O Coletivo Anarquista Bandeira Negra, integrante da Coordenação Anarquista Brasileira, no contexto da “Semana Paulo Stuart Wright – 40 anos de seu desaparecimento”, a acontecer entre os dias 03 a 05 de setembro de 2013, na Assembleia Legislativa de Santa Catarina, torna pública a sua contribuição na luta pela verdade dos crimes de Estado e dos civis envolvidos na ditadura civil-militar (1964-85).
Consideramos necessário pontuar as seguintes questões ao debate:
1) Em 124 anos de Brasil República, está evidente a cultura política autoritária das elites brasileiras. No período republicano, sofremos com 36 anos de regime ditatorial. Quando lembramos a Ditadura no Brasil, esquecemo-nos de afirmar que o período de Getúlio Vargas (1930-45) também compôs com o Estado Novo. No episódio, muitos companheiros e companheiras foram para os cárceres, torturados/as e morreram ao lutarem por justiça social, liberdade e igualdade. Junto ao golpe civil-militar de 1964, reafirmou-se a cultura política autoritária inaugurada com o projeto explorador português.
2) A ditadura civil-militar não foi um fato isolado nas fronteiras brasileiras. A sua articulação e realização foi uma ação pensada em esfera global, dentro do contexto da Guerra Fria. Diversos lutadores/as populares organizados/as sofreram, inclusive com a entrega de suas vidas nas mãos das ditaduras na América Latina. Lembramos de nossos/as companheiros/as presos/as, torturados/as e mortos/as em praticamente todos os países da sofrida e lutadora América Latina.

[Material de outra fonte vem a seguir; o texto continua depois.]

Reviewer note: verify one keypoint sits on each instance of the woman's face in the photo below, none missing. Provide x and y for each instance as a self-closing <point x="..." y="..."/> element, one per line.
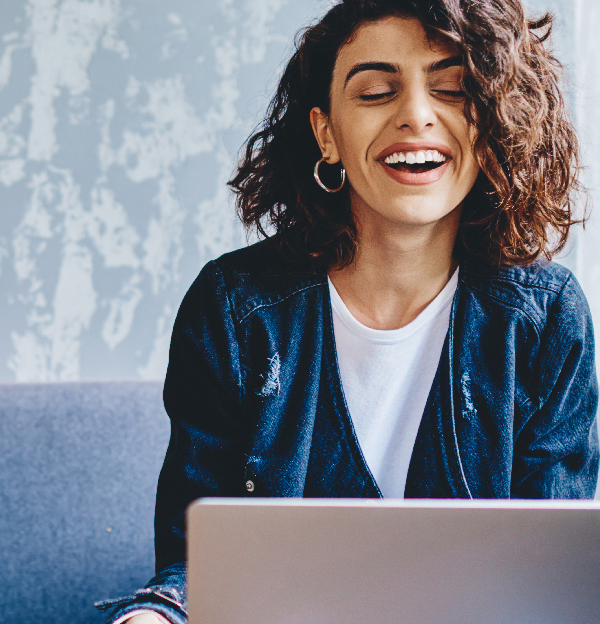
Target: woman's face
<point x="397" y="124"/>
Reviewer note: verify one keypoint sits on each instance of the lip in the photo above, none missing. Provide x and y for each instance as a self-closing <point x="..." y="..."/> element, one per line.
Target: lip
<point x="415" y="147"/>
<point x="415" y="179"/>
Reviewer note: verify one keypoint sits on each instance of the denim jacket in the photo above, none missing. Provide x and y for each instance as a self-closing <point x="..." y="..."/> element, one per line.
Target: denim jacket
<point x="257" y="407"/>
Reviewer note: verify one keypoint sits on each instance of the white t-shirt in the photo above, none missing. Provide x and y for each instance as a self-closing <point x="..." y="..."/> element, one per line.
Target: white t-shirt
<point x="386" y="377"/>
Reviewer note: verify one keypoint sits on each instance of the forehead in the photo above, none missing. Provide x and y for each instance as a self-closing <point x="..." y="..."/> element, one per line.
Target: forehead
<point x="398" y="40"/>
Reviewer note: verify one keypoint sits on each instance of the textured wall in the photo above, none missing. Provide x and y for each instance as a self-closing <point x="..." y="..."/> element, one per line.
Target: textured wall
<point x="120" y="121"/>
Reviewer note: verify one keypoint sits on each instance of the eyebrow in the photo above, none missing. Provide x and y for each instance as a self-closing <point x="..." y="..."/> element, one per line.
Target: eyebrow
<point x="389" y="68"/>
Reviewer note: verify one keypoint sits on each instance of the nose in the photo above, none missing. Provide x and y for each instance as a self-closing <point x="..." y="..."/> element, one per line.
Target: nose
<point x="415" y="111"/>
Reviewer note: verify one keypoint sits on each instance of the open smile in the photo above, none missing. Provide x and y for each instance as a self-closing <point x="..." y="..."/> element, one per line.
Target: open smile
<point x="415" y="164"/>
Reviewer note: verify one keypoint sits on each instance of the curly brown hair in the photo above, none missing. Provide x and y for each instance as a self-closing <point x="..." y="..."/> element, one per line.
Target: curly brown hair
<point x="521" y="206"/>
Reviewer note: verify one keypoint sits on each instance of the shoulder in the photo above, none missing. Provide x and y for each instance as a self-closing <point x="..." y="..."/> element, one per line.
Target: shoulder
<point x="256" y="276"/>
<point x="540" y="290"/>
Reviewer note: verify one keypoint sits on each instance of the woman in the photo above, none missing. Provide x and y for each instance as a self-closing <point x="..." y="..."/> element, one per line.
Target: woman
<point x="403" y="333"/>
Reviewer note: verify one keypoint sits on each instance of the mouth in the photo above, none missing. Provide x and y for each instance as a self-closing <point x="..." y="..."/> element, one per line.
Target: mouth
<point x="415" y="165"/>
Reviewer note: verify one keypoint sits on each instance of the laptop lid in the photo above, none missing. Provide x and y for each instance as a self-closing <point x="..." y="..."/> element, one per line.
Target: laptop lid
<point x="333" y="561"/>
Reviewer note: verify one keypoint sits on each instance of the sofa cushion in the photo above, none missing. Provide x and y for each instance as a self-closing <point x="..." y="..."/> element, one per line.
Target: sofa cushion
<point x="78" y="469"/>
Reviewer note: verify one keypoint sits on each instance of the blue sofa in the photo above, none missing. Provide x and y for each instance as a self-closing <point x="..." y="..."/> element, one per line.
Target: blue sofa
<point x="78" y="469"/>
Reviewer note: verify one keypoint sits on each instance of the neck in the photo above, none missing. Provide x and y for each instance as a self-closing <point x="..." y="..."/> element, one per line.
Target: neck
<point x="397" y="273"/>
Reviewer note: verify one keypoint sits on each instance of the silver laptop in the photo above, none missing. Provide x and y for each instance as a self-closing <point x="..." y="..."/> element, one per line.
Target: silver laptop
<point x="293" y="561"/>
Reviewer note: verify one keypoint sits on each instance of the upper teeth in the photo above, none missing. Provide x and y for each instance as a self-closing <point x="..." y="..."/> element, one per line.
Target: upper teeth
<point x="411" y="158"/>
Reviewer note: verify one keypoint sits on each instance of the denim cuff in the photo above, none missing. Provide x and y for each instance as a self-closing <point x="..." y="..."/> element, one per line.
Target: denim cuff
<point x="162" y="601"/>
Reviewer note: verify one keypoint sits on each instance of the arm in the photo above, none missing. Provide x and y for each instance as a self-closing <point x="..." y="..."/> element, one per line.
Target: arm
<point x="556" y="449"/>
<point x="203" y="397"/>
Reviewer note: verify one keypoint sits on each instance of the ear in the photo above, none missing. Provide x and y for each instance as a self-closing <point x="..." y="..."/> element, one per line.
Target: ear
<point x="323" y="133"/>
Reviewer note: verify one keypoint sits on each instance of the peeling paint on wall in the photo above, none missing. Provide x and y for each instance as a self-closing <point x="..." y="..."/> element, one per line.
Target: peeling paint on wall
<point x="120" y="124"/>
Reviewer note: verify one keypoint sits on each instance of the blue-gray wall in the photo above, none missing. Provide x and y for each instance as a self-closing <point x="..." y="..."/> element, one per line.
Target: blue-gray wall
<point x="120" y="122"/>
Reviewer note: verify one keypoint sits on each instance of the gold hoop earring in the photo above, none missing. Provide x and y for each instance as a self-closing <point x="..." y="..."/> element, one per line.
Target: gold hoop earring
<point x="318" y="179"/>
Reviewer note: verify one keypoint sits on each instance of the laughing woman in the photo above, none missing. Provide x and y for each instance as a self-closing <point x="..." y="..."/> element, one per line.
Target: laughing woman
<point x="403" y="333"/>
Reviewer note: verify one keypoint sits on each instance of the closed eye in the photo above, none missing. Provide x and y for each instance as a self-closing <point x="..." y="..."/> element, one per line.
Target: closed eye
<point x="450" y="94"/>
<point x="371" y="97"/>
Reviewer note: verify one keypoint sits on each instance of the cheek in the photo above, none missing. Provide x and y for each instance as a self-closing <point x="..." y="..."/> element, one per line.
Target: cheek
<point x="355" y="136"/>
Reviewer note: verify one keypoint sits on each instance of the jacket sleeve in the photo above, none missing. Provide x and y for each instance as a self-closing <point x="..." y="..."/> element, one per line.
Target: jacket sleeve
<point x="556" y="450"/>
<point x="203" y="397"/>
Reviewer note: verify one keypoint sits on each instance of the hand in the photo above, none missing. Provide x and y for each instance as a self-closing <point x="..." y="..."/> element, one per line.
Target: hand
<point x="147" y="618"/>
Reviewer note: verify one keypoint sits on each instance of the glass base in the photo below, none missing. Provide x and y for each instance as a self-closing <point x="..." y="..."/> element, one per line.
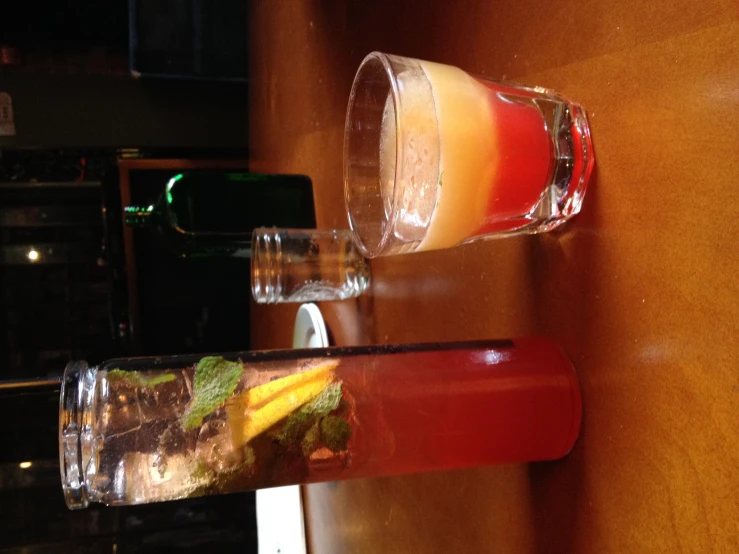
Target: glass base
<point x="573" y="164"/>
<point x="573" y="161"/>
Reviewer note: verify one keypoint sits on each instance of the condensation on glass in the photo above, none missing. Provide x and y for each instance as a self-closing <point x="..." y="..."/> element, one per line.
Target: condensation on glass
<point x="142" y="430"/>
<point x="306" y="265"/>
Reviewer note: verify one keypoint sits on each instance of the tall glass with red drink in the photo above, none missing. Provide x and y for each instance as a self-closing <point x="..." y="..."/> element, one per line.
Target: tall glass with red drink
<point x="144" y="430"/>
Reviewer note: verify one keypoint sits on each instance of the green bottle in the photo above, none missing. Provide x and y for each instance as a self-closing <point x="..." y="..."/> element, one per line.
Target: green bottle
<point x="213" y="213"/>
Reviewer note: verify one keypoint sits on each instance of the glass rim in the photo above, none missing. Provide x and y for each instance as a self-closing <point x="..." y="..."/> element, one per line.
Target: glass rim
<point x="385" y="241"/>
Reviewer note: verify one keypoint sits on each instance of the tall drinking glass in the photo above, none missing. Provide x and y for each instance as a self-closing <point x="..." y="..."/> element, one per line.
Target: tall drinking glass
<point x="143" y="430"/>
<point x="435" y="157"/>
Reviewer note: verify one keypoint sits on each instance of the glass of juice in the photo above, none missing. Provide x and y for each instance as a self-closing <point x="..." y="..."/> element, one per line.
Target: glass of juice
<point x="141" y="430"/>
<point x="306" y="265"/>
<point x="435" y="157"/>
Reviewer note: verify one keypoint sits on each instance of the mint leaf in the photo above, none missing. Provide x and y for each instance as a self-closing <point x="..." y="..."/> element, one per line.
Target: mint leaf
<point x="215" y="380"/>
<point x="137" y="379"/>
<point x="325" y="402"/>
<point x="296" y="425"/>
<point x="311" y="440"/>
<point x="302" y="428"/>
<point x="335" y="433"/>
<point x="157" y="379"/>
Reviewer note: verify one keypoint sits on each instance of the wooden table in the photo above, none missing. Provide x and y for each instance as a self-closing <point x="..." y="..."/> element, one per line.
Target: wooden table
<point x="641" y="289"/>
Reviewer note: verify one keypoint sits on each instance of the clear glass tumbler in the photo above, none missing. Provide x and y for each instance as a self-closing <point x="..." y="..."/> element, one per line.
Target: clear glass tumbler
<point x="306" y="265"/>
<point x="435" y="157"/>
<point x="141" y="430"/>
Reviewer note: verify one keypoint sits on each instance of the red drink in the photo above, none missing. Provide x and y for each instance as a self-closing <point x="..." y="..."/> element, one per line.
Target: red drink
<point x="435" y="157"/>
<point x="477" y="404"/>
<point x="154" y="429"/>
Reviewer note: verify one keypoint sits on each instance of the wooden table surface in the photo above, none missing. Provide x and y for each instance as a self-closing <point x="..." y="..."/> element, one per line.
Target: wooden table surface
<point x="641" y="289"/>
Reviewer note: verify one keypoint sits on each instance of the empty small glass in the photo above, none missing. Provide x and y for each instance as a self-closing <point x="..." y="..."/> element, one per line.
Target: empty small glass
<point x="435" y="157"/>
<point x="306" y="265"/>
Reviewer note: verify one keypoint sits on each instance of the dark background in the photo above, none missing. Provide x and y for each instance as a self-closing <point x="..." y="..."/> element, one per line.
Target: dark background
<point x="87" y="79"/>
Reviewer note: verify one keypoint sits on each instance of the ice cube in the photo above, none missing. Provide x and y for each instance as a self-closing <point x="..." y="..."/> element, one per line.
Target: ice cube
<point x="215" y="447"/>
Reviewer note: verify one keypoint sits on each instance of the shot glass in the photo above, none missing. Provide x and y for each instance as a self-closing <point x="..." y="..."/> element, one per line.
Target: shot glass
<point x="141" y="430"/>
<point x="306" y="265"/>
<point x="435" y="157"/>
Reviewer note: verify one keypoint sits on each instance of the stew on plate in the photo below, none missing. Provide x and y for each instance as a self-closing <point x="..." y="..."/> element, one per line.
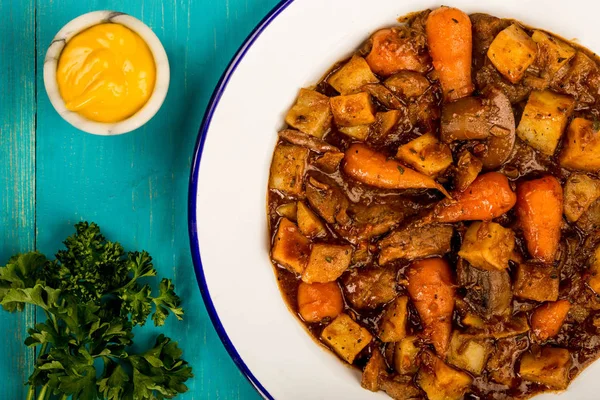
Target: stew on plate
<point x="434" y="207"/>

3) O golpe de 1964 foi um projeto civil, representando os interesses conservadores das elites da burguesia nacional, agrária e industrial, ancorada no projeto de intervenção imperialista dos Estados Unidos contra uma projeção em escala do comunismo no continente americano; a Igreja, a política partidária e as mídias corporativas tiveram um papel preponderante, em diferentes estados brasileiros, na composição desse golpe. É importante considerar a articulação empresarial e midiática na construção social do golpe, que pôde criar, a partir de seus interesses privados, tempos difíceis para a organização e resistência do povo brasileiro. Na busca por exemplos, lembramos que na cidade de Joinville/SC, entre os anos de 1962-63, a elite empresarial organizou cursos de formação sobre o “perigo do comunismo” e a importância do apoio da população às manobras militares na “defesa do Brasil” contra os perigos das forças subversivas internacionais. O curso atingiu principalmente os/as trabalhadores/as das fábricas e dos comércios, assim como estudantes do ensino médio e técnico. O jornal A notícia, na época de propriedade do prefeito Helmuth Fallgater (1961-66), noticiava os perigos das supostas forças subversivas internacionais. Depois do golpe em 1964, passou a defender a ditadura civil-militar. Os cursos bancados pela elite local e a mídia construíram consciências forjadas no medo, provocando o silêncio frente aos problemas enfrentados pela classe explorada. A resistência popular não pôde silenciar as forças repressivas e mantenedoras destas formas de consciências. As ações de resistência aconteceram com expressividade e combatividade em alguns pontos, mas não se generalizaram como previam os grupos armados. É fato que a Operação Barriga Verde, em 1975, reprimiu fortemente a militância local. A repressão do Comando de Caça aos Comunistas também caiu sobre o povo organizado junto às Comunidades Eclesiais de Base (CEBs) na zona sul de Joinville/SC. A resistência também teve como palco cidades como Florianópolis, Itajaí, Criciúma e outras, quando os/as estudantes das escolas públicas secundaristas sofreram com perseguições, grêmios estudantis fechados e membros de diferentes organizações políticas foram presos/as, inclusive desaparecidos/as até hoje.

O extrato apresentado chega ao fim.